WASHINGTON, May 16, 2023 – Congress should increase regulatory requirements for transparency in artificial intelligence while adopting the technology in federal agencies, said witnesses at a Senate Homeland Security and Governmental Affairs Committee hearing on Tuesday.
Many industry experts have urged for more federal AI regulation, claiming that widespread AI applications could lead to broad societal risks including an uptick in online disinformation, technological displacement, algorithmic discrimination, and other harms.
The hearing addressed implementing AI in federal agencies. Congress is concerned about ensuring that the United States government is prepared to capitalize on the capabilities afforded by AI technology while also protecting the constitutional rights of citizens, said Sen. Gary Peters, D-Michigan.
The United States “is suffering from a lack of leadership and prioritization on these topics,” stated Lynne Parker, director of AI Tennessee Initiative at the University of Tennessee in her comments.
In a separate hearing Tuesday, CEO of OpenAI Sam Altman said that is is “essential that powerful AI is developed with democratic values in mind which mean US leadership is critical.”

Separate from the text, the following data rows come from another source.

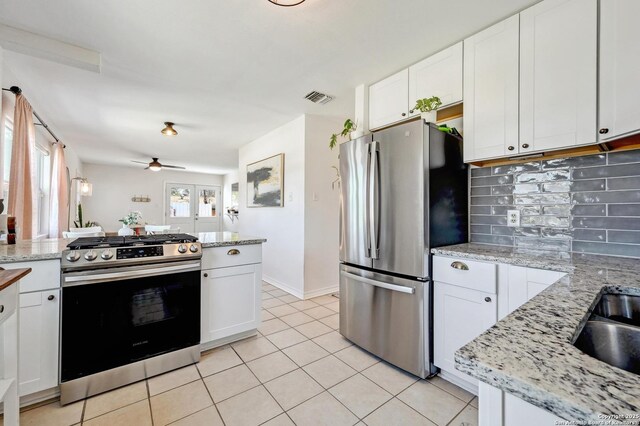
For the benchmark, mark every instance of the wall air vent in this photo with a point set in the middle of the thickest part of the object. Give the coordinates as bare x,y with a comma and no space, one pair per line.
318,98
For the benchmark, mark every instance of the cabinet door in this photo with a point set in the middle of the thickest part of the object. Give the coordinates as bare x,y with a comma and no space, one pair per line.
558,74
39,337
438,75
619,68
460,315
491,91
231,301
388,100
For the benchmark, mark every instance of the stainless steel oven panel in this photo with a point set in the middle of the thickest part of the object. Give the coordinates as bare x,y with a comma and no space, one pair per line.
387,316
94,384
126,273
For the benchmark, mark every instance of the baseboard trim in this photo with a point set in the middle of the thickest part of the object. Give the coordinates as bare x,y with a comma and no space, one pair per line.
321,292
283,286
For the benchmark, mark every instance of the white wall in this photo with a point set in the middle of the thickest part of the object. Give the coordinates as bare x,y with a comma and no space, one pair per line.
228,179
114,186
283,227
322,205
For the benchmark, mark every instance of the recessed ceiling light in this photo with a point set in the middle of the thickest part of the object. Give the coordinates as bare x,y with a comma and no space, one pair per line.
168,129
286,3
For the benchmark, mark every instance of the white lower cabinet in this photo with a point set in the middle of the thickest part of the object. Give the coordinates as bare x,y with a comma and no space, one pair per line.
460,315
231,298
39,328
469,297
39,322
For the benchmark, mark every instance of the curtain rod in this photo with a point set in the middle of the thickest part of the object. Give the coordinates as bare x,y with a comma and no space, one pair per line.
16,91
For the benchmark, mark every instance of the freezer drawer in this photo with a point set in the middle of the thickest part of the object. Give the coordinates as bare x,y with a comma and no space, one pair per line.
386,316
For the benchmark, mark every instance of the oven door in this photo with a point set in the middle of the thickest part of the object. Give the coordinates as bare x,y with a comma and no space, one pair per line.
112,317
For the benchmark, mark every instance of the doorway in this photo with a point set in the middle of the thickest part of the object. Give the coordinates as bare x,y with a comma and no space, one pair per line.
193,208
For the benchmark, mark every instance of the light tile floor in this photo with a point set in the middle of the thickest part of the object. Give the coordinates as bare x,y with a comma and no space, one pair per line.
297,370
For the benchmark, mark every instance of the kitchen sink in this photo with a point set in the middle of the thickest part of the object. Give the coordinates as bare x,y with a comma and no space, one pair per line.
615,344
612,333
619,307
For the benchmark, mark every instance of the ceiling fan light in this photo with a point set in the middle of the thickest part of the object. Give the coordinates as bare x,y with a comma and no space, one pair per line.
168,129
286,3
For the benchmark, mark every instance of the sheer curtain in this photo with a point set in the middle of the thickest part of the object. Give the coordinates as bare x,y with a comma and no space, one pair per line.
59,198
21,179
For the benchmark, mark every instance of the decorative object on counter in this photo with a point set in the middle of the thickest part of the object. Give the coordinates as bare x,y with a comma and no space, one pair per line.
350,128
168,129
133,218
286,3
156,166
427,108
141,199
232,213
267,177
79,223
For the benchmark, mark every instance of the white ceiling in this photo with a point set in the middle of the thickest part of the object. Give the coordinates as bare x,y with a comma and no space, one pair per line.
225,71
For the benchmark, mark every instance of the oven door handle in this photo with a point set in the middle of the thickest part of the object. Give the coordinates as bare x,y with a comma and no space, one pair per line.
125,275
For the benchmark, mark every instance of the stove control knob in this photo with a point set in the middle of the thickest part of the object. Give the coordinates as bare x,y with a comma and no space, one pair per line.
73,256
90,255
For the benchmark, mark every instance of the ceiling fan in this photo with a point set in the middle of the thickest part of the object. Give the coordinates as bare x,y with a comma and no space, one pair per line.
156,166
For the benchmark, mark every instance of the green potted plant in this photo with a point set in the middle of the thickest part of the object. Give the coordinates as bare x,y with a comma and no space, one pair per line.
428,107
349,129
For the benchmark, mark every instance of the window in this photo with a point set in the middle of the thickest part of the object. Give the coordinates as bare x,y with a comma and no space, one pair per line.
43,183
6,156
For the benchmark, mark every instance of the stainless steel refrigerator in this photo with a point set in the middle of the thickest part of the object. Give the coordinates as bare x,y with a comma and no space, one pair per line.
403,192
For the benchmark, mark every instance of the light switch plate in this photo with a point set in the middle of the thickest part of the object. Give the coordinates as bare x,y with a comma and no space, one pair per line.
513,218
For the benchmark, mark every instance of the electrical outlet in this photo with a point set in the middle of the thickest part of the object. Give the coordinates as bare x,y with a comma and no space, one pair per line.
513,218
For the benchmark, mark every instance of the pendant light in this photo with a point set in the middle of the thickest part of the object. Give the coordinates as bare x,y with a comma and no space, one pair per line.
168,129
286,3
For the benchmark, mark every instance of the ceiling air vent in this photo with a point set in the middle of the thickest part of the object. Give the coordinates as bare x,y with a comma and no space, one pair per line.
318,98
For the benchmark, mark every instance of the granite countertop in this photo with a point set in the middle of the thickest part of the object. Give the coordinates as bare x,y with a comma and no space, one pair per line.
222,239
530,353
23,251
52,248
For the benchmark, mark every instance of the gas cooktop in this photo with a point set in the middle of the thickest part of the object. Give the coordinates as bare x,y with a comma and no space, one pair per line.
132,240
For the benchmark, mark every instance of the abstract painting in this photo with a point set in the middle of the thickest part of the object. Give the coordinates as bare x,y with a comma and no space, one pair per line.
265,182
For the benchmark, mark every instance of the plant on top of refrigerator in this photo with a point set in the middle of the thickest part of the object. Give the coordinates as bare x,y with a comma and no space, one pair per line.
349,126
428,104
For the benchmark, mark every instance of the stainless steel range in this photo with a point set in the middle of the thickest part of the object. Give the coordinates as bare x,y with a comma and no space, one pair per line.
130,310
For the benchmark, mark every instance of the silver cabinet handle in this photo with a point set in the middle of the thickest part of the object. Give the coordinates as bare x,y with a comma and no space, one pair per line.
459,265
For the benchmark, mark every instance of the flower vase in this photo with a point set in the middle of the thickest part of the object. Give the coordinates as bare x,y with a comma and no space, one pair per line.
125,230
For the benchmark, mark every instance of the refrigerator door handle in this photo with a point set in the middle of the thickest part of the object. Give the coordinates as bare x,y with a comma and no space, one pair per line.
374,199
367,204
392,287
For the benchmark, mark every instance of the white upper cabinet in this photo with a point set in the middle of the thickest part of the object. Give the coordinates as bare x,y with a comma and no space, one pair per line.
491,91
388,100
619,68
558,74
438,75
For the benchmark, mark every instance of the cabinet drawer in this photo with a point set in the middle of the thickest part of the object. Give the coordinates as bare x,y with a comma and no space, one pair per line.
45,275
222,257
465,273
8,302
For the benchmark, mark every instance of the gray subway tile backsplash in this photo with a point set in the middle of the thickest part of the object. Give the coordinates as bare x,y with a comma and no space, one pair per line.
588,204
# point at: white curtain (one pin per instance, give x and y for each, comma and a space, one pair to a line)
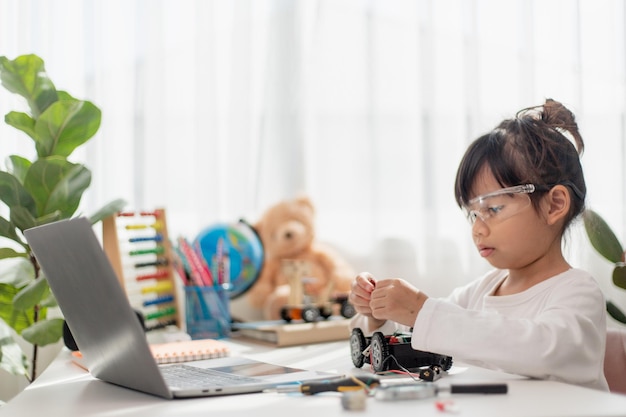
215, 110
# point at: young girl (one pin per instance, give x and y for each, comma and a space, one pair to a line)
520, 186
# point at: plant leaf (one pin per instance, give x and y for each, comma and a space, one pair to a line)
26, 76
18, 167
13, 193
7, 229
108, 210
23, 122
619, 276
44, 332
31, 295
12, 359
17, 272
615, 312
22, 218
602, 237
65, 125
57, 184
18, 320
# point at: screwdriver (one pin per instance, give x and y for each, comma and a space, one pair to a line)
341, 384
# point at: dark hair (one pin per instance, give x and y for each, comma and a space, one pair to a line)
532, 148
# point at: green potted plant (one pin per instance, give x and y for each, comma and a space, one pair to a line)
42, 190
605, 242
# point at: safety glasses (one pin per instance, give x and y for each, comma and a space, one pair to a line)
499, 205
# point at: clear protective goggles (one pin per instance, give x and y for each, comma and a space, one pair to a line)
499, 205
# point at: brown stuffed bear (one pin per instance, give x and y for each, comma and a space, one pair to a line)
288, 235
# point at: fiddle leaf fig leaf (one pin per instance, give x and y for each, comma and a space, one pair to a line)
19, 167
22, 218
13, 193
619, 276
17, 272
7, 229
12, 359
64, 126
602, 237
18, 320
57, 184
26, 76
44, 332
23, 122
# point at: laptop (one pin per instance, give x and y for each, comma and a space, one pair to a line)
111, 339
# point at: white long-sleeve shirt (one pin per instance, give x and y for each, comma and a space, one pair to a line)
554, 330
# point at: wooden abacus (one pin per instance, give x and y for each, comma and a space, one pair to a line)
139, 248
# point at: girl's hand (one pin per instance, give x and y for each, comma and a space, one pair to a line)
397, 300
360, 296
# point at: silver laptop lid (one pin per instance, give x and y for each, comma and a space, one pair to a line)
95, 306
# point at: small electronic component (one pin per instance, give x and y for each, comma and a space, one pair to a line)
341, 384
418, 391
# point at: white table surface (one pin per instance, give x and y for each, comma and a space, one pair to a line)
66, 390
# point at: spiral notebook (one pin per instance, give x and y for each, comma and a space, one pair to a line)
189, 350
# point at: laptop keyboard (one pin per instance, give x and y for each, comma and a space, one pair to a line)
185, 376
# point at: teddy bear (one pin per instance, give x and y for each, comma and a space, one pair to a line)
287, 233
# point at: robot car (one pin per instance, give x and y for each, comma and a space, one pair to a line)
392, 352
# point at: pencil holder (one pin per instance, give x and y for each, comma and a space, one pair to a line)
207, 313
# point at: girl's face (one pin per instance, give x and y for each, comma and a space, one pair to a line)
514, 241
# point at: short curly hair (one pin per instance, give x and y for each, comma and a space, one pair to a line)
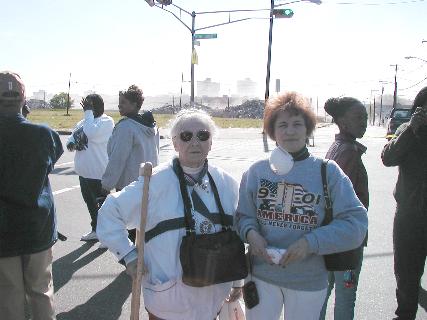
291, 102
133, 94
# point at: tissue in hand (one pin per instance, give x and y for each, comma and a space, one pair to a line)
275, 254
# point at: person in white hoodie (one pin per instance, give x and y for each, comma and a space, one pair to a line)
135, 139
165, 295
89, 139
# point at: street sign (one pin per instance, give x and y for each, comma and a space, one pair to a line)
205, 36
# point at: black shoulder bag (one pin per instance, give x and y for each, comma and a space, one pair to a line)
341, 261
208, 259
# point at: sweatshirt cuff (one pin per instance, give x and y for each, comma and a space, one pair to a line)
313, 244
238, 283
245, 232
131, 256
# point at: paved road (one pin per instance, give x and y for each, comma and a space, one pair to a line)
90, 284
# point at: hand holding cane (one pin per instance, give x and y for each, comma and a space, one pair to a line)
145, 170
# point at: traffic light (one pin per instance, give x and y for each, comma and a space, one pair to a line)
283, 13
162, 2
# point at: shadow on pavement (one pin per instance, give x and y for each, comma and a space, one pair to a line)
104, 305
422, 298
64, 267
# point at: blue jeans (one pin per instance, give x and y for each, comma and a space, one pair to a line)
345, 298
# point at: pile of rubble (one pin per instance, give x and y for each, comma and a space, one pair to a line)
253, 109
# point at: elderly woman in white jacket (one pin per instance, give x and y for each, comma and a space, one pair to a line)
165, 295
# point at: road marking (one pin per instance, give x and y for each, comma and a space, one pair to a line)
64, 164
65, 190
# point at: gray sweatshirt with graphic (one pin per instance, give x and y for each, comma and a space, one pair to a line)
284, 208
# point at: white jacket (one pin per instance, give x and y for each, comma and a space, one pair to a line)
91, 162
131, 143
164, 293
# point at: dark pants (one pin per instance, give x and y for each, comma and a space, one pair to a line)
91, 189
131, 232
410, 250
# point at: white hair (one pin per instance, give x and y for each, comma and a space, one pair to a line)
186, 115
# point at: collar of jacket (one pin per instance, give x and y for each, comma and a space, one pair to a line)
301, 154
345, 137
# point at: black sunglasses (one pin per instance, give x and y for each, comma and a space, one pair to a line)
202, 135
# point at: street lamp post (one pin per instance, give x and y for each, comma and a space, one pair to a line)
162, 3
411, 57
270, 40
370, 106
68, 94
381, 106
395, 85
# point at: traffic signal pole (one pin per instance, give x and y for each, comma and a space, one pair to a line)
193, 24
270, 41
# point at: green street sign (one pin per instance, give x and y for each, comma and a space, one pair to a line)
205, 36
283, 13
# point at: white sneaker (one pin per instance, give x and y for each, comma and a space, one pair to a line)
91, 236
102, 246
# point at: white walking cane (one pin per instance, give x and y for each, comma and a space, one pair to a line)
145, 170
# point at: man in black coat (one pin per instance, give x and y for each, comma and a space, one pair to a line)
409, 151
27, 212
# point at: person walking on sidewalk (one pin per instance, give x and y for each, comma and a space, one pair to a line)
409, 151
27, 212
351, 117
89, 139
134, 140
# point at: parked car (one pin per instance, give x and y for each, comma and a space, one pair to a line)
397, 117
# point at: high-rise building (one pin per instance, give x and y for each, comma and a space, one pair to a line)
246, 88
208, 88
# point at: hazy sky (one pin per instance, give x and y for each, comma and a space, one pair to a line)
341, 47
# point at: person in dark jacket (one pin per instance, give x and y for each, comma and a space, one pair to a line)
409, 151
27, 213
351, 118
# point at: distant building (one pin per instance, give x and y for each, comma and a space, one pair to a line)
208, 88
88, 92
40, 95
246, 88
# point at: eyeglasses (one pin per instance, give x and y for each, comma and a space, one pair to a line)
202, 135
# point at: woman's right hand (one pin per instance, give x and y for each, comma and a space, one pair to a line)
257, 245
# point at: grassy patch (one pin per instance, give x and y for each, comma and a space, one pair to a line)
58, 120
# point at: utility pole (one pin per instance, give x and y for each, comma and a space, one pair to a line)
395, 85
68, 94
317, 106
270, 41
193, 24
381, 106
373, 121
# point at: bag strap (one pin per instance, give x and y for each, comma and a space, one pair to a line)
178, 223
189, 221
328, 202
218, 202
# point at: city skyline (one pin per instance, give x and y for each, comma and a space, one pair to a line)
331, 49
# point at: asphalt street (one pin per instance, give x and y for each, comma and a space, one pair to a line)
90, 284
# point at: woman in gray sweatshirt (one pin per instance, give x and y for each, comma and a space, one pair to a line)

Applications of AI are immensely beneficial, said Altman. However, “we think that regular intervention by governments will be crucial to mitigate the risks of increasingly powerful models.”
To do so, Altman suggested that the U.S. government consider a combination of licensing and testing requirements for the development and release of AI models above a certain threshold of capability.
Companies like OpenAI can partner with governments to ensure AI models adhere to a set of safety requirements, facilitate efficient processes, and examine opportunities for global coordination, he said.
Building accountability into AI systems
Siezing this moment to modernize the government’s systems will strengthen the country, said Daniel Ho, professor at Stanford Law School, encouraging Congress to lead by example to implement accountable AI practices.
An accountable system ensures that agencies are responsible to report to the public and those that AI algorithms directly affect, added Richard Eppink of the American Civil Liberties Union of Idaho Foundation.
A serious risk to implementing AI is that it can conceal how the systems work, including the bad data that they could be trained on, said Eppink. This can prevent accountability to the public and puts citizen’s constitutional rights at risk, he said.
To prevent this, the federal government should implement transparency requirements and governance standards that would include transparency during the implementation process, said Eppink. Citizens have the right to the same information that the government has so we can maintain accountability, he concluded.
Parker suggested that Congress appoint a Chief AI Director at each agency that would help develop Ai strategies for each agency and establish an interagency Chief AI Council to govern the use of the technology in the Federal government.
Getting technical talent into the workforce is the predicate to a range of issues we are facing today, agreed Ho, claiming that less than two percent of AI personnel is in government. He urged Congress to establish pathways and trajectories for technical agencies to attract AI talent to public service.
Congress considers AI regulation
Congress’s attention has been captured by growing AI regulatory concerns.
In April, Senator Check Schumer, D-N.Y., proposed a high-level AI policy framework focused on ensuring transparency and accountability by requiring companies to allow independent experts to review and test AI technologies and make results available publicly.
Later in April, Representative Yvette Clarke, D-N.Y., introduced a bill that would require the disclosure of AI-generated content in political ads.
The Biden Administration announced on May 4 that it will invest $140 million in funding to launch seven new National AI Research Institutes, which investment will bring the total number of Institutes to 25 across the country.